Time Falling Bodies Take to Light
* Book: The Time Falling Bodies Take to Light. By William Irving Thompson.
URL =
Descripton
From the Wikipedia:
"In his acclaimed 1981 work The Time Falling Bodies Take to Light: Mythology, Sexuality and the Origins of Culture, Thompson criticized what he considers the hubristic pretensions of E. O. Wilson's sociobiology, which attempted to subsume the humanities to evolutionary biology.[7] Thompson then reviewed and critiqued the scholarship on the emergence of civilization from the Paleolithic to the historical period. He analyzed the assumptions and prejudices of the various anthropologists and historians who have written on the subject, and attempted to paint a more balanced picture."
(https://en.wikipedia.org/wiki/William_Irwin_Thompson)
Review
T Polyphilus:
"In The Time Falling Bodies Take to Light, William Irwin Thompson denounces sociobiological explanations of the development of human culture, and espouses an alternative based to no small degree in yogic mysticism and mythological allegories of sexual and celestial processes. Ultimately, his sweeping account of anthropogenesis resolves into a meta-historical picture provocatively similar to the “aeons” of Isis, Osiris, and Horus proposed by Aleister Crowley, complete with allusions to the precession of the equinoxes. Like Crowley, he sees the 20th century as the possible inception of a new dark age, as well as an opening to new spiritual potentials best understood in terms of human sexuality.
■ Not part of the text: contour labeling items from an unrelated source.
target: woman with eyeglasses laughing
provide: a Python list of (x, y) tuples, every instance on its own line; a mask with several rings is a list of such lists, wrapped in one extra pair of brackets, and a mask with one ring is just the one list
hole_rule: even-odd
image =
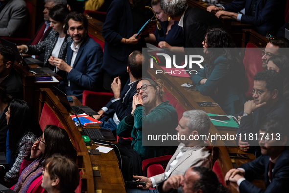
[[(119, 123), (117, 135), (133, 138), (131, 148), (139, 155), (141, 160), (172, 154), (175, 148), (155, 146), (150, 143), (144, 144), (147, 143), (144, 140), (143, 146), (143, 134), (144, 136), (148, 132), (154, 134), (155, 131), (176, 134), (175, 128), (178, 125), (176, 110), (168, 101), (162, 101), (164, 91), (158, 80), (143, 78), (138, 82), (136, 88), (131, 114)], [(174, 142), (170, 142), (169, 145), (174, 145)]]

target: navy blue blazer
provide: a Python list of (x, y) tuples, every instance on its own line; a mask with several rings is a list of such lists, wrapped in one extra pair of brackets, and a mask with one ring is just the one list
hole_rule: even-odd
[(256, 176), (264, 174), (266, 190), (262, 190), (251, 184), (248, 180), (244, 180), (239, 187), (240, 193), (285, 193), (288, 191), (288, 183), (289, 181), (289, 148), (285, 147), (274, 167), (272, 180), (269, 181), (269, 157), (261, 155), (255, 160), (242, 165), (246, 171), (246, 176)]
[(120, 92), (120, 100), (114, 101), (112, 103), (111, 101), (114, 99), (113, 97), (105, 105), (105, 107), (108, 108), (108, 110), (104, 114), (104, 119), (108, 120), (109, 118), (113, 117), (114, 113), (116, 113), (117, 117), (120, 121), (121, 121), (125, 117), (131, 113), (133, 109), (133, 98), (134, 95), (134, 92), (136, 89), (136, 82), (133, 84), (132, 88), (127, 94), (126, 97), (123, 100), (125, 94), (130, 89), (130, 86), (128, 85), (130, 83), (130, 79), (126, 82), (123, 89)]
[[(144, 24), (146, 21), (139, 23)], [(111, 78), (127, 74), (129, 55), (135, 50), (141, 51), (145, 47), (141, 38), (136, 45), (126, 45), (120, 42), (123, 38), (128, 39), (137, 31), (133, 31), (133, 21), (129, 0), (114, 0), (110, 5), (102, 28), (104, 43), (102, 70)]]
[[(67, 51), (67, 63), (69, 65), (73, 54), (70, 45), (73, 43), (72, 41), (69, 43)], [(68, 87), (68, 81), (65, 80), (60, 83), (61, 87), (65, 87), (67, 95), (74, 95), (82, 101), (84, 90), (96, 90), (97, 88), (102, 86), (100, 83), (102, 54), (99, 44), (87, 35), (80, 45), (72, 69), (69, 73), (66, 73), (67, 79), (70, 82), (70, 86)]]
[(257, 32), (262, 36), (267, 33), (276, 34), (284, 24), (285, 0), (257, 0), (254, 15), (249, 15), (252, 0), (235, 0), (224, 5), (226, 11), (238, 12), (245, 8), (245, 15), (242, 15), (242, 23), (254, 26)]

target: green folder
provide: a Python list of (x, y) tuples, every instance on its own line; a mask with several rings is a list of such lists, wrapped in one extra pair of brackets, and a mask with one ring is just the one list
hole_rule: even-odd
[[(211, 113), (207, 113), (208, 116), (224, 116), (224, 115), (218, 115), (216, 114), (211, 114)], [(225, 127), (225, 128), (238, 128), (239, 125), (234, 120), (233, 118), (231, 115), (228, 115), (227, 117), (229, 117), (229, 120), (225, 120), (225, 121), (222, 121), (227, 123), (221, 122), (220, 121), (214, 121), (211, 120), (213, 124), (216, 127)]]

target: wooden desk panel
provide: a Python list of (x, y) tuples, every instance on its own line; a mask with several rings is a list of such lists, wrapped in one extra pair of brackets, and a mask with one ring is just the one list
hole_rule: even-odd
[[(77, 155), (82, 157), (80, 162), (83, 175), (81, 177), (86, 182), (87, 193), (94, 193), (98, 190), (102, 193), (125, 193), (124, 182), (121, 172), (118, 167), (118, 161), (113, 150), (108, 153), (101, 153), (101, 155), (89, 155), (87, 146), (82, 137), (70, 115), (65, 108), (57, 97), (50, 89), (41, 88), (39, 99), (39, 112), (46, 103), (53, 111), (68, 134), (73, 144), (77, 149)], [(81, 103), (73, 97), (75, 105)], [(40, 114), (40, 113), (39, 113)], [(91, 148), (96, 148), (98, 145), (92, 144)], [(97, 166), (101, 177), (93, 177), (92, 166)]]
[[(33, 66), (33, 67), (34, 67), (34, 66)], [(29, 70), (16, 61), (13, 64), (13, 68), (22, 81), (24, 94), (23, 99), (33, 106), (35, 112), (38, 112), (40, 88), (48, 88), (54, 90), (52, 86), (56, 86), (59, 83), (49, 82), (45, 83), (35, 82), (35, 77), (33, 73), (29, 72)], [(60, 76), (57, 76), (56, 78), (59, 81), (62, 80), (62, 78)], [(38, 116), (37, 113), (36, 114), (36, 115)]]

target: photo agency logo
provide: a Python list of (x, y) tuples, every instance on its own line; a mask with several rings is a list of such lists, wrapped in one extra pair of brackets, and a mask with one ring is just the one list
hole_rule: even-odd
[[(168, 54), (165, 53), (150, 53), (150, 68), (154, 68), (154, 63), (165, 67), (163, 70), (156, 70), (156, 74), (179, 75), (186, 73), (196, 74), (197, 71), (192, 70), (193, 65), (200, 68), (204, 67), (201, 63), (204, 61), (204, 57), (200, 55)], [(195, 67), (194, 69), (196, 69)]]

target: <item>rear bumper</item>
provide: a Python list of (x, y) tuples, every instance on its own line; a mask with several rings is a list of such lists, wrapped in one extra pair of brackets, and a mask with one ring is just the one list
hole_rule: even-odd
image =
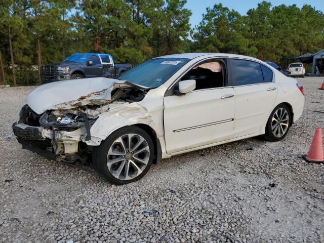
[(21, 144), (22, 148), (50, 159), (57, 160), (51, 140), (44, 137), (44, 131), (42, 128), (15, 123), (12, 125), (12, 129), (17, 140)]

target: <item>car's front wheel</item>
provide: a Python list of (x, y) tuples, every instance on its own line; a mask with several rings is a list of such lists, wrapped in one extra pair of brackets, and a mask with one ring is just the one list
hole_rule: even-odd
[(291, 126), (290, 109), (281, 104), (276, 106), (268, 119), (264, 138), (272, 142), (280, 141), (287, 135)]
[(112, 184), (124, 184), (137, 181), (149, 170), (154, 154), (150, 136), (133, 126), (113, 133), (95, 147), (94, 167)]

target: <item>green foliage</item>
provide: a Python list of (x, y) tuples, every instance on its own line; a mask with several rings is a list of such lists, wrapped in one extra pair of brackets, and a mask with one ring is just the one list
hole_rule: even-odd
[(9, 84), (9, 36), (17, 84), (23, 86), (37, 84), (37, 38), (42, 64), (75, 52), (108, 53), (117, 62), (135, 65), (163, 55), (211, 52), (283, 65), (288, 58), (324, 49), (324, 14), (307, 5), (262, 2), (241, 16), (215, 4), (191, 27), (186, 0), (0, 2), (0, 51)]

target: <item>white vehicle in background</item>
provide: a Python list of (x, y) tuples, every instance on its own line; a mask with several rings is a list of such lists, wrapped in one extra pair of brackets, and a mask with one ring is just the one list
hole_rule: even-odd
[(259, 135), (281, 140), (302, 114), (303, 92), (252, 57), (172, 55), (118, 79), (39, 86), (13, 129), (23, 148), (65, 162), (92, 156), (108, 182), (126, 184), (176, 154)]
[(290, 76), (299, 76), (302, 77), (305, 76), (305, 67), (301, 62), (291, 63), (288, 65), (287, 70), (290, 72)]

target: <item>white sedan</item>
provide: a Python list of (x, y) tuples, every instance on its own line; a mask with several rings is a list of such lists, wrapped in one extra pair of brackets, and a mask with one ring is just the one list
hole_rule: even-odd
[(260, 60), (177, 54), (116, 79), (39, 86), (13, 129), (23, 148), (68, 163), (92, 156), (108, 182), (126, 184), (175, 154), (259, 135), (281, 140), (304, 102), (301, 85)]

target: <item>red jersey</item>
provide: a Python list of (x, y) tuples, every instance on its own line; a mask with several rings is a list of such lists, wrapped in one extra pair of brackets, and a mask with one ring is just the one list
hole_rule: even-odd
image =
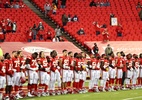
[(102, 70), (103, 71), (108, 71), (108, 68), (109, 68), (109, 62), (108, 62), (108, 60), (103, 60), (103, 63), (104, 63), (104, 65), (102, 66)]
[(32, 39), (33, 32), (31, 30), (27, 31), (27, 35), (28, 35), (28, 39)]
[(55, 72), (55, 70), (59, 66), (58, 62), (59, 62), (58, 57), (51, 59), (51, 62), (50, 62), (50, 64), (51, 64), (51, 71)]
[(60, 57), (60, 59), (62, 59), (62, 66), (63, 66), (63, 69), (68, 70), (68, 69), (70, 68), (70, 67), (69, 67), (69, 57), (63, 56), (63, 57)]
[(76, 58), (69, 58), (69, 66), (70, 66), (70, 70), (74, 70), (74, 63), (76, 61)]
[[(39, 58), (39, 59), (38, 59), (38, 62), (40, 63), (41, 68), (42, 68), (42, 69), (45, 69), (45, 70), (40, 69), (40, 71), (44, 71), (44, 72), (48, 72), (48, 73), (50, 72), (49, 64), (48, 64), (46, 58)], [(48, 68), (48, 70), (46, 70), (47, 68)]]
[(81, 59), (76, 59), (76, 70), (80, 71), (82, 66), (82, 60)]
[(27, 59), (29, 59), (27, 69), (38, 71), (37, 59), (33, 59), (33, 57), (28, 57)]
[(133, 67), (133, 60), (130, 59), (130, 60), (126, 60), (126, 63), (128, 64), (126, 67), (131, 69)]
[(116, 32), (121, 32), (122, 33), (123, 28), (121, 26), (116, 27)]
[(140, 65), (142, 65), (142, 58), (140, 58), (139, 61), (140, 61)]
[(8, 22), (6, 29), (12, 30), (12, 22)]
[(5, 22), (1, 22), (1, 27), (2, 27), (2, 29), (6, 29), (6, 23)]
[(96, 30), (96, 31), (100, 31), (100, 26), (99, 26), (99, 24), (95, 24), (94, 26), (95, 26), (95, 30)]
[(115, 60), (115, 58), (111, 58), (110, 60), (109, 60), (109, 63), (110, 63), (110, 67), (111, 68), (115, 68), (116, 67), (116, 60)]
[(25, 58), (23, 58), (23, 57), (21, 57), (20, 58), (20, 67), (21, 67), (21, 70), (23, 71), (23, 72), (25, 72), (26, 71), (26, 69), (25, 69)]
[(124, 67), (124, 59), (116, 58), (116, 66), (117, 66), (117, 69), (122, 69)]
[(0, 62), (0, 76), (5, 76), (6, 66), (4, 63)]
[(135, 68), (135, 69), (138, 69), (138, 68), (140, 67), (139, 59), (135, 59), (135, 60), (134, 60), (134, 63), (135, 63), (135, 64), (134, 64), (134, 65), (135, 65), (134, 68)]
[(92, 70), (100, 70), (99, 60), (95, 58), (91, 59), (91, 66), (92, 66)]
[(4, 64), (6, 66), (6, 74), (12, 76), (14, 74), (12, 60), (5, 59)]
[(20, 72), (20, 58), (12, 58), (13, 68), (16, 69), (16, 72)]

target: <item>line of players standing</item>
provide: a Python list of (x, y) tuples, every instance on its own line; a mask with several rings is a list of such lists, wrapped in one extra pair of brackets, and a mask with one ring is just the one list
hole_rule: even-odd
[[(29, 97), (38, 95), (39, 91), (43, 96), (73, 91), (85, 93), (87, 75), (90, 77), (89, 91), (141, 87), (142, 54), (139, 57), (136, 54), (125, 56), (118, 52), (116, 57), (114, 54), (108, 57), (102, 54), (86, 58), (83, 52), (73, 54), (63, 50), (63, 56), (58, 57), (53, 50), (50, 56), (41, 51), (25, 58), (22, 51), (13, 51), (12, 56), (6, 53), (0, 58), (0, 97), (10, 98), (14, 91), (17, 99), (23, 98), (21, 91), (26, 76)], [(57, 89), (55, 82), (58, 83)]]

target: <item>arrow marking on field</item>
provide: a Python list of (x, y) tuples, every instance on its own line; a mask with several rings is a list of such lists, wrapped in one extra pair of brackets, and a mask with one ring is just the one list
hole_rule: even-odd
[(134, 97), (134, 98), (126, 98), (126, 99), (122, 99), (122, 100), (135, 100), (135, 99), (139, 99), (139, 98), (142, 98), (142, 96)]

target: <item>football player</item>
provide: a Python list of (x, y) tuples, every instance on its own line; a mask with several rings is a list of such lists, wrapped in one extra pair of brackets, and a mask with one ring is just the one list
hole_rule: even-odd
[(114, 54), (112, 54), (111, 56), (109, 56), (109, 85), (111, 88), (111, 91), (114, 91), (114, 80), (116, 77), (116, 60), (114, 57)]
[(124, 63), (124, 59), (121, 57), (121, 53), (120, 52), (117, 52), (117, 57), (116, 57), (116, 68), (117, 68), (117, 72), (116, 72), (116, 86), (118, 88), (121, 87), (122, 85), (122, 75), (123, 75), (123, 67), (125, 65)]
[(39, 86), (44, 88), (42, 95), (46, 96), (50, 81), (50, 66), (43, 51), (39, 52), (38, 64), (40, 81)]
[(99, 85), (99, 78), (100, 78), (100, 57), (97, 56), (96, 58), (94, 55), (91, 56), (91, 64), (90, 64), (90, 85), (89, 89), (95, 88), (95, 91), (98, 92), (98, 85)]
[(142, 53), (139, 54), (139, 61), (140, 61), (140, 67), (139, 67), (138, 85), (139, 87), (142, 87)]
[(4, 88), (6, 83), (6, 66), (3, 63), (4, 58), (0, 57), (0, 100), (3, 98)]
[(32, 93), (37, 92), (38, 84), (38, 63), (37, 63), (38, 54), (35, 52), (31, 57), (26, 59), (26, 68), (28, 70), (28, 96), (33, 97)]
[(132, 55), (128, 54), (127, 55), (127, 60), (126, 60), (126, 67), (127, 67), (127, 75), (126, 75), (126, 88), (130, 89), (131, 87), (131, 80), (133, 76), (133, 60), (132, 60)]
[(14, 85), (13, 83), (13, 75), (15, 70), (13, 69), (13, 63), (11, 60), (11, 56), (9, 53), (5, 53), (4, 55), (4, 64), (6, 66), (6, 99), (10, 98), (10, 94), (12, 93), (12, 86)]
[(72, 51), (68, 52), (68, 56), (69, 56), (70, 69), (69, 69), (69, 72), (68, 72), (67, 86), (71, 87), (71, 82), (73, 81), (73, 77), (74, 77), (73, 70), (74, 70), (74, 66), (75, 66), (75, 59), (73, 58), (73, 52)]
[(80, 73), (80, 80), (79, 80), (80, 93), (86, 92), (86, 89), (84, 87), (84, 83), (86, 81), (87, 72), (89, 70), (87, 62), (88, 62), (88, 60), (86, 59), (86, 53), (81, 52), (81, 73)]
[(82, 55), (80, 53), (77, 54), (76, 65), (75, 65), (75, 76), (74, 76), (74, 87), (79, 92), (79, 81), (81, 74), (81, 65), (82, 65)]
[(16, 97), (17, 98), (22, 98), (19, 95), (19, 88), (20, 88), (20, 78), (21, 78), (21, 69), (20, 69), (20, 58), (17, 55), (16, 51), (13, 51), (13, 57), (12, 57), (12, 62), (13, 62), (13, 70), (14, 71), (14, 90), (16, 92)]
[(100, 86), (102, 87), (102, 91), (105, 91), (106, 89), (106, 83), (109, 78), (109, 61), (105, 55), (103, 55), (103, 58), (101, 59), (100, 63), (101, 67), (101, 81)]
[(50, 90), (54, 92), (55, 90), (55, 82), (58, 82), (58, 88), (61, 88), (61, 78), (60, 78), (60, 67), (59, 67), (59, 58), (57, 57), (57, 52), (53, 50), (50, 53), (51, 60), (51, 79), (50, 79)]
[(62, 89), (66, 91), (66, 83), (68, 82), (68, 73), (70, 70), (68, 51), (62, 51), (63, 56), (60, 57), (60, 67), (62, 68)]
[(139, 59), (138, 59), (138, 55), (134, 54), (133, 55), (133, 77), (132, 77), (132, 85), (133, 85), (133, 88), (136, 89), (137, 88), (137, 79), (138, 79), (138, 76), (139, 76), (139, 67), (140, 67), (140, 62), (139, 62)]

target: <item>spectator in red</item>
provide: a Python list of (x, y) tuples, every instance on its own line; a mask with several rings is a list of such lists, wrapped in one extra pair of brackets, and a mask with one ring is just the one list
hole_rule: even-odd
[(45, 17), (47, 17), (50, 10), (51, 10), (51, 5), (49, 2), (46, 2), (44, 5)]
[(6, 32), (9, 33), (11, 31), (12, 31), (12, 22), (10, 19), (7, 19)]
[(2, 27), (2, 31), (4, 34), (6, 34), (6, 22), (5, 19), (3, 19), (0, 23), (0, 27)]
[(10, 0), (10, 4), (12, 4), (14, 2), (14, 0)]
[(5, 7), (5, 8), (11, 8), (11, 5), (10, 5), (8, 2), (6, 2), (6, 3), (4, 4), (4, 7)]
[(12, 24), (12, 33), (15, 33), (16, 30), (17, 30), (16, 22), (13, 22), (13, 24)]
[(33, 26), (33, 28), (32, 28), (32, 32), (33, 32), (33, 40), (36, 40), (36, 35), (37, 35), (36, 24), (34, 24), (34, 26)]
[(4, 42), (4, 33), (1, 27), (0, 27), (0, 42)]
[(142, 4), (140, 2), (137, 3), (136, 9), (141, 8)]
[(52, 3), (54, 3), (56, 7), (58, 7), (58, 0), (53, 0)]
[(33, 37), (32, 28), (29, 28), (29, 30), (27, 31), (27, 37), (28, 37), (28, 42), (32, 42), (32, 37)]
[(52, 39), (52, 42), (60, 42), (59, 41), (59, 38), (57, 36), (55, 36), (53, 39)]
[(71, 19), (72, 19), (72, 18), (71, 18), (71, 15), (69, 14), (69, 15), (68, 15), (68, 22), (71, 22)]
[(118, 26), (116, 27), (116, 33), (117, 33), (118, 37), (122, 36), (122, 34), (123, 34), (122, 31), (123, 31), (122, 25), (118, 24)]
[(39, 22), (39, 25), (37, 27), (37, 31), (38, 31), (39, 40), (42, 40), (43, 34), (44, 34), (44, 26), (43, 26), (42, 22)]
[(91, 49), (92, 54), (96, 57), (98, 55), (99, 52), (99, 48), (97, 46), (97, 43), (94, 43), (93, 48)]
[(72, 18), (72, 21), (73, 21), (73, 22), (77, 22), (77, 21), (79, 21), (79, 19), (78, 19), (77, 15), (74, 15), (74, 17)]
[(48, 31), (44, 35), (44, 40), (46, 41), (47, 39), (52, 40), (52, 32), (50, 29), (48, 29)]
[(19, 8), (20, 8), (19, 3), (18, 3), (18, 2), (16, 2), (16, 3), (14, 4), (13, 8), (15, 8), (15, 9), (19, 9)]
[(96, 35), (99, 35), (101, 33), (100, 32), (101, 26), (98, 24), (98, 22), (93, 22), (93, 25), (95, 26)]
[(3, 3), (2, 1), (0, 0), (0, 9), (3, 8)]
[(83, 28), (80, 28), (78, 31), (77, 31), (77, 34), (78, 35), (84, 35), (85, 34), (85, 31)]
[(66, 7), (66, 0), (61, 0), (61, 8), (65, 8)]
[(108, 29), (105, 28), (104, 31), (102, 32), (103, 35), (103, 42), (108, 42), (109, 41), (109, 32)]

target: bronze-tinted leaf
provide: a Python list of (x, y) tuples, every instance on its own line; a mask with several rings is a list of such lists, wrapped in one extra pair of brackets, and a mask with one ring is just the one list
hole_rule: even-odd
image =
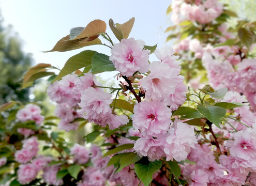
[(99, 34), (106, 32), (106, 28), (107, 25), (104, 21), (96, 20), (91, 22), (79, 35), (70, 40), (82, 39), (97, 35), (99, 36)]
[(48, 52), (66, 52), (74, 49), (78, 49), (86, 46), (89, 46), (94, 44), (101, 44), (101, 41), (99, 38), (97, 38), (92, 41), (88, 41), (86, 38), (76, 40), (69, 40), (69, 35), (67, 36), (59, 41), (51, 50)]

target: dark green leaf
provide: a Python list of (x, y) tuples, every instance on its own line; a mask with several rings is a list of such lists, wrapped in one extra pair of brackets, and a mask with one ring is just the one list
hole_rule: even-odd
[(58, 180), (59, 179), (63, 178), (63, 177), (66, 175), (67, 175), (68, 174), (68, 170), (67, 169), (59, 171), (57, 173), (57, 175), (56, 175), (57, 179)]
[(118, 147), (116, 147), (113, 149), (111, 149), (106, 152), (102, 157), (106, 157), (106, 156), (109, 156), (110, 154), (113, 154), (114, 153), (118, 152), (122, 150), (126, 149), (130, 149), (133, 148), (134, 144), (126, 144), (121, 145)]
[(97, 73), (116, 70), (109, 56), (103, 54), (95, 54), (92, 59), (92, 73)]
[(96, 51), (86, 50), (70, 57), (54, 81), (74, 72), (77, 70), (92, 65), (93, 56), (98, 53)]
[(142, 157), (140, 157), (137, 153), (135, 152), (130, 152), (128, 154), (122, 157), (120, 159), (120, 167), (116, 170), (116, 173), (119, 172), (126, 166), (138, 162), (142, 158)]
[(74, 179), (78, 179), (78, 175), (81, 169), (81, 166), (79, 165), (72, 165), (68, 168), (68, 173)]
[(162, 166), (161, 160), (150, 162), (145, 158), (135, 163), (135, 172), (144, 186), (148, 186), (152, 181), (152, 175)]
[(215, 104), (215, 106), (220, 106), (225, 109), (232, 109), (245, 105), (242, 103), (235, 102), (219, 102)]
[(208, 120), (215, 124), (220, 128), (220, 123), (221, 118), (225, 116), (226, 110), (220, 106), (211, 106), (205, 107), (203, 105), (199, 105), (197, 107), (198, 111), (200, 112)]
[(154, 46), (147, 46), (147, 45), (144, 45), (144, 48), (143, 50), (149, 50), (150, 51), (150, 53), (149, 54), (151, 54), (153, 53), (155, 51), (156, 49), (156, 48), (157, 47), (157, 44)]
[(189, 114), (197, 112), (194, 109), (187, 106), (180, 106), (172, 114), (173, 116), (179, 116)]
[(92, 143), (100, 134), (100, 132), (98, 131), (95, 131), (86, 135), (85, 137), (86, 139), (87, 143)]
[(125, 152), (125, 153), (121, 153), (119, 154), (115, 154), (113, 157), (111, 158), (110, 160), (109, 160), (109, 163), (108, 163), (108, 166), (110, 166), (111, 165), (114, 165), (117, 163), (120, 162), (120, 159), (123, 156), (125, 156), (127, 154), (130, 153), (129, 152)]

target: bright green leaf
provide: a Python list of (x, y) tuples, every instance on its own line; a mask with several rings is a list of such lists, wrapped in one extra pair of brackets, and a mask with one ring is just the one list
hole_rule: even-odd
[(120, 159), (120, 167), (116, 171), (118, 173), (126, 166), (134, 163), (141, 159), (142, 157), (140, 157), (137, 153), (130, 152), (128, 154), (121, 157)]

Thompson is especially critical of the 20th-century development of Western educational institutions, which he indicts with succumbing to “the politics of social scientists. In the new society we have created through mass education, we have tried to force the humanists in the universities to become social scientists, and in the extreme patterns of narrow specialization we grant PhDs in the social sciences to some people who have read almost exclusively articles in specialized journals and predigested textbooks prepared especially for the enormous classes favored by the bureaucracies of the edubusiness. Equipped with worthless degrees, these social scientists then become the expert consultants to government and the educators of the new generation” (52). Written by an academic who had held positions at MIT and other universities, Thompson’s jeremiad was accurate and should have left a mark, but we are now another generation further along on the same trajectory.
Thompson’s chapters on “The Transformations of Prehistory” are a lucid and provocative exploration of a posited matrifocal culture of the neolithic era. His chief archaeological referents for this purpose are the Lascaux caves and Çatal Hüyük. Reconsidering this material today demands—and benefits from—comparison of recently-discovered Indonesian cave art. But more recent and thorough work on Çatal Hüyük casts doubt on the goddess-worship explanations offered by the original excavator Mellart and cited by Thompson.
The chapters on “Western Civilization and the Displacement of the Feminine” provide analyses of actual myths, Sumerian and Egyptian. For the former, the focus is Gilgamesh, for the latter it is Isis and Osiris. Both are taken as illustrative of a transition from the religion of the mother to that of the father. In the Egyptian discussion especially, Thompson concerns himself with the matter of esoteric initiation, and he deploys some jargon of decidedly Theosophical provenance (e.g. the “causal plane” distinguished from the “astral”) without ever citing the sources of his own initiated knowledge.
The short final chapter on “The Myth Beyond History” supplies Thompson’s analysis of Christianity and its planned obsolescence, along with an attempt at contemporary prophecy. I read this book when it was 33 years old, and I think it’s quite deserving of being lifted on a pole or standard, “that every one that is bitten, when he looketh upon it, shall live.”